GRAND LEDGE, Mich. — The Michigan Department of Transportation is trying something new at their Grand Ledge garage. They are participating in a pilot program testing out a liquid de-icer along Saginaw Highway instead of the normal road salt.
"Our main de-icer is road salt. It's a chloride product and chlorides are they helped prevent the bond of snow and ice on the pavement. So they melt snow and ice," said Melissa Longworth, operations engineer at the Lansing Transportation Service Center for MDOT.
MDOT's salt usage per storm varies based on the type of storm and temperature. The Grand Ledge garage's five-year average salt usage is about 7,300 tons per year. And this season they've used about 4,000 tons.

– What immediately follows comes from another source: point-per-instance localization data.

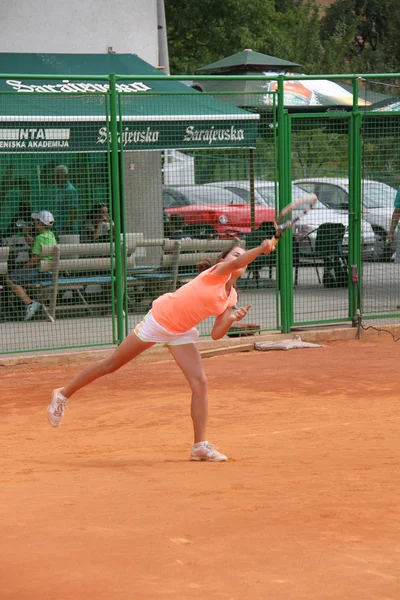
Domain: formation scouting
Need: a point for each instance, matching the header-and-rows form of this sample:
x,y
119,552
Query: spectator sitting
x,y
96,227
29,274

"Road salt is one of the most cost-effective de-icers, if not the most," Longworth said.
But road salt isn't good for the environment. And, in a recent study, scientists at Michigan State University and the University of Wisconsin-Madison found that road salt could affect the future of the great lakes and inland rivers.
"If we're talking about Lake Michigan, and whether chloride is a threat, the answer is not right now, and that's because even though chloride has been steadily rising for the last century, it's still not at all what you'd consider salty, the chloride concentrations in Lake Michigan qualify it as very low chloride waters," said Anthony Kendall research assistant professor at the Michigan State University. "Where you have a lot of road salt is in septic tanks around smaller streams, smaller wetlands, and that's when we can start to see chloride levels get up to values that start to threaten ecosystems that are adapted to freshwater."
MDOT is experimenting in Grand Ledge with a special treatment that uses brine, which coats roadways better than plain salt and so requires less salt overall.
"This pilot all kind of started from senate legislation requiring us to try liquid mostly routes on our roads. And it required us to pilot it in three locations. So it started in Macomb County, they've been doing it for a couple of winters now. The beginning of this winter, Mount Pleasant garage, and Mount Pleasant transportation service center started doing it," Longworth said.
And now the Grand Ledge garage has been added to the list. They just started testing it out last week.
Don Hicks is the university region superintendent for the Michigan Department of Transportation. He says he's using his experience with traditional ways of salting roads and the equipment to help out during this pilot.
"We're just we're there to back her up and make sure that this liquid pilot is done in a way that we can measure it correctly," Hicks said. "When a snowstorm hits, we handled it the same way we've always done in the past except now we've got portable brine tanks at the Grand Ledge garage that we leased and then put in place to hold the liquid that we want to use for our tanker truck."
They will be testing it out along Saginaw Highway from Rosemary Street to Canal Road, which is close to the garage.
"Normally, you see like a truck full of salt, this one's gonna have a big tank on the back of it full liquid, and it becomes out behind the truck, there's a called a spray bar. And there are multiple different points where the liquid comes out onto the roadway," Longworth said.
They are learning about applying it in different ways.
"On the total opposite end of the roadway, we're going to be applying regular granular salt that way we can have a split. And we can compare the two ends of the roadway to see how this new liquid is faring against our traditional way of you know salt," Hicks said.
The liquid pilot is slated for five years and will be keeping track of data. Hicks says they expect to test out probably four or five more different liquid applications with different ag byproducts.